Dr. Eugenie Scott of the NCSE  responded to Stein's question:
"If they have a way of understanding nature that's superior to the one that we all are making lots of discoveries using- Great, bring it on."  
What I found somewhat surprising in this otherwise excellent presentation was that in some ways this challenge of Dr. Scott was not taken up. For the scientist who goes into his laboratory with an evolutionary naturalist presupposition the problem of induction within the scientific method that has been known about by philosophers of science for several hundred years and more recently re-affirmed by, of all people, the atheist Bertrand Russell- has never been efficiently answered:
“Past observation cannot lay a rational foundation for future expectation” 
Bertrand Russell on the uniformity of nature. This is one of the Dirty Little Secrets of Scientism. The problem of the uniformity of nature and the inductive method is best explained by theism because while it doesn't remove the problem it does at least have strong explanatory power, whereas when philosophical naturalism is assumed there isn't even the slightest effort to overcome it. The question is studiously ignored and left begging. Is that good Science?

The following clip shows the first few minutes of documentary and the next one down is the full length movie.







On a website dedicated to the intelligent design community I found this comment with regard to the vilification of Guillermo Gonzales, the scientist who co-wrote "The Privileged Planet" and who featured in the documentary.:
"This last century is going to be remembered like the alchemists — they tried so desperately to turn lead into gold, but just weren't able to bring themselves to admit that chemistry lacked such power. Likewise, biologists cannot bring themselves to admit that materialistic evolution lacks such power of creation."

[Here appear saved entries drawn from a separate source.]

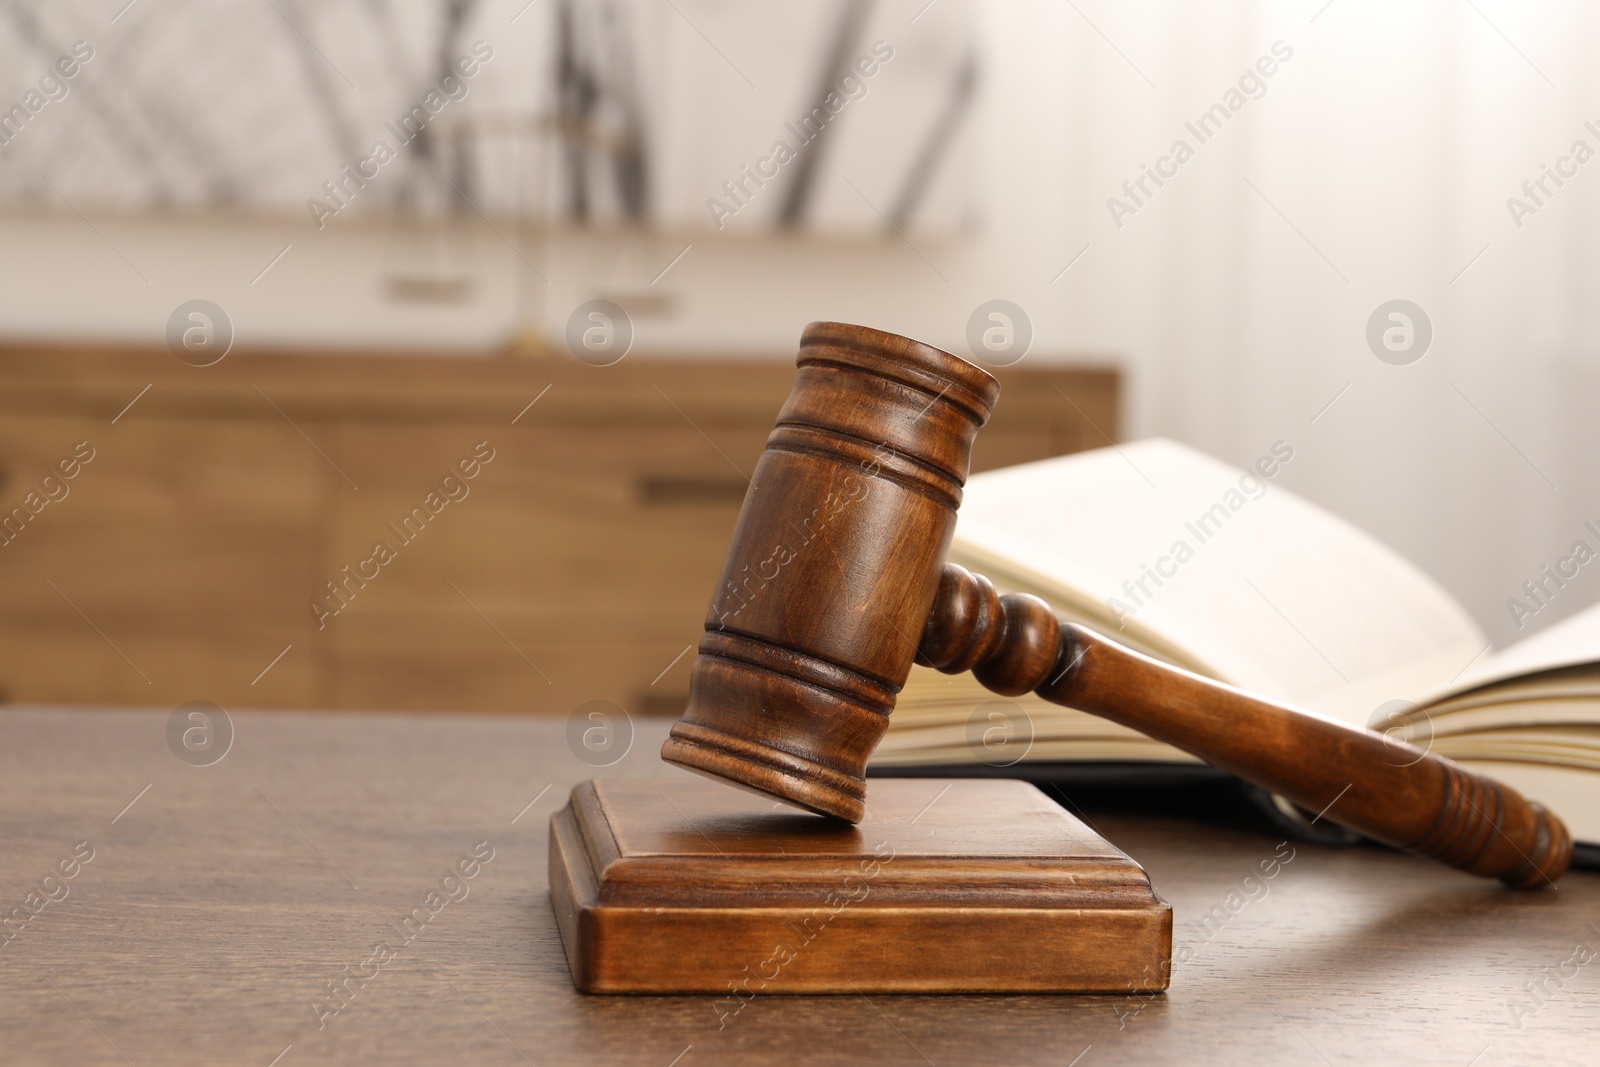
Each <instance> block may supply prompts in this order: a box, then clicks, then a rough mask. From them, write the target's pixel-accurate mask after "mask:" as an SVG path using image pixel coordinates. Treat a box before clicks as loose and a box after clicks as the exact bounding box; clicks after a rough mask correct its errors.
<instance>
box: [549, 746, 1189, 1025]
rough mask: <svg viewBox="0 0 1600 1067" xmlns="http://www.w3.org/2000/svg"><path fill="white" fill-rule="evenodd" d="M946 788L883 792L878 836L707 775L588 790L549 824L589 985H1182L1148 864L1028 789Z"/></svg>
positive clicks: (712, 985) (944, 988)
mask: <svg viewBox="0 0 1600 1067" xmlns="http://www.w3.org/2000/svg"><path fill="white" fill-rule="evenodd" d="M941 789H946V784H942V782H938V781H930V779H882V781H874V782H872V795H870V803H869V811H870V814H869V821H867V824H866V825H862V827H850V825H848V824H843V822H837V821H830V819H821V817H816V816H803V814H778V813H774V811H773V809H771V805H766V803H763V801H762V800H760V798H755V797H750V795H746V793H741V792H738V790H731V789H728V787H725V785H718V784H715V782H710V781H704V779H686V777H685V779H661V781H627V779H618V781H602V782H594V781H590V782H582V784H579V785H576V787H574V789H573V793H571V798H570V801H568V805H566V806H565V808H562V811H558V813H557V814H554V816H552V817H550V869H549V870H550V904H552V907H554V910H555V918H557V926H558V929H560V936H562V942H563V947H565V949H566V958H568V965H570V968H571V974H573V984H574V985H576V987H578V989H579V990H582V992H589V993H714V995H723V997H726V995H730V993H733V995H739V997H749V995H755V993H763V995H771V993H853V992H862V993H1043V992H1056V993H1062V992H1072V993H1090V992H1104V993H1130V992H1139V993H1149V992H1160V990H1165V989H1166V984H1168V974H1170V960H1171V907H1170V905H1168V904H1166V902H1165V901H1163V899H1162V897H1158V896H1157V894H1155V893H1154V889H1152V888H1150V883H1149V877H1147V875H1146V873H1144V869H1141V867H1139V865H1138V864H1136V862H1133V861H1131V859H1130V857H1128V856H1125V854H1123V853H1120V851H1118V849H1115V848H1114V846H1110V845H1109V843H1107V841H1104V838H1101V837H1099V835H1096V833H1093V832H1091V830H1088V829H1086V827H1085V825H1083V824H1082V822H1078V821H1077V819H1074V817H1072V816H1070V814H1067V813H1064V811H1061V809H1059V808H1056V806H1054V805H1053V803H1051V801H1050V800H1048V798H1046V797H1045V795H1043V793H1040V792H1038V790H1037V789H1034V787H1032V785H1027V784H1024V782H1014V781H958V782H950V784H949V789H947V790H946V792H941ZM957 789H958V792H957V797H955V800H954V801H952V800H950V797H949V795H946V793H947V792H954V790H957ZM646 790H653V793H651V792H646ZM936 793H938V795H939V797H942V800H941V803H934V805H931V806H928V801H930V798H934V795H936ZM918 811H920V813H922V814H918Z"/></svg>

What needs to be remembered is that there is not only an emotional commitment to naturalism, but a lifetime of commitment to the science upheld by the philosophy of materialism. Reputations, livelihoods, huge investments of time and money are at stake here. Did we think the establishment were just going to lie there belly up? The upheavals in cosmology and molecular biology in this century have seen a convergence that is, pardon the pun, unparalleled. When the anthropic principle and the "fine tuning" argument as discussed in "The Privileged Planet" come together with the incredibly complex biology of a single cell, and you couple that with the knowledge that information theory has never found a single instance of true information that wasn't connected to an intelligence- DNA becomes yet another spiral, gripping nail in the coffin of philosophical naturalism.